Oh, I still have stories to tell.  Stand by to Stand by….

Published in: on May 26, 2018 at 12:17 am  Leave a Comment  

Isolation

b&w couchI’ve been such a hermit since I had that episode and missed five weeks of work and all. Well, now I’ve got some meds managing the anxiety pretty well and I feel like I am ready to re-enter the social world…. but what to do?

I am on this stupid graveyard shift and it is SO isolating. While I’m awake and working, the rest of the world is asleep– then I sleep away all the daylight hours. When I do wake up to get ready for work, I usually message with the Duke a bit… and today was a bit rough.

We are both in lonely places and wishing we were closer, but a myriad of circumstances prevents that. Still, sometimes he paints a picture of something like laying on a blanket in his arms under a tree… and I can’t help but picture it. Unfortunately, I think this just makes things harder. It was a lonely day today.

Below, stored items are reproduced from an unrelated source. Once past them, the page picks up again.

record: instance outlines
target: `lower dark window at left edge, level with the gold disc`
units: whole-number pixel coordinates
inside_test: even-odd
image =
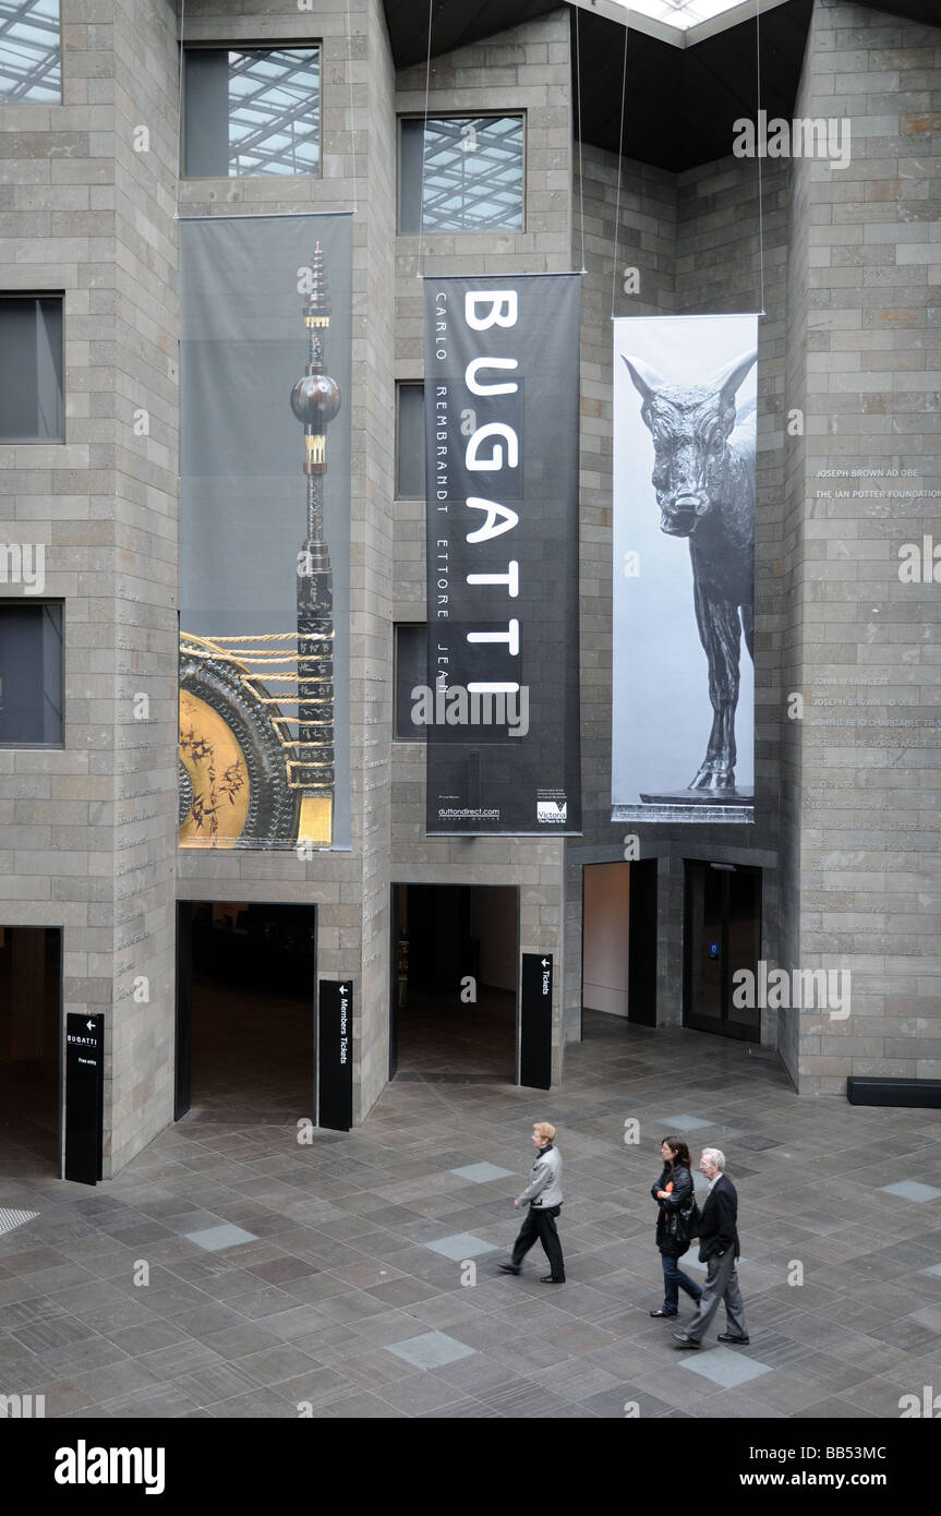
[[[3,579],[12,552],[0,546]],[[62,746],[61,605],[0,600],[0,746]]]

Thank God for my dog… I don’t know what I’d do if I didn’t have that fuzzy little love bug following me around to snuggle with me every second I’m home.

I miss the company of a man. I miss having strong arms around me and the strength in his personality. I miss touches, hugs, caresses and kisses. I miss companionship, talking for hours on end, and sex… boy do I miss sex.

I figured out today that I have gone for more than a year in my state of voluntary celibacy. I could break the pact. If I’m so in need of the company of a man and all that, there are places I could go and people I could see…. but I’m not just looking for someone. I’m looking for THE one.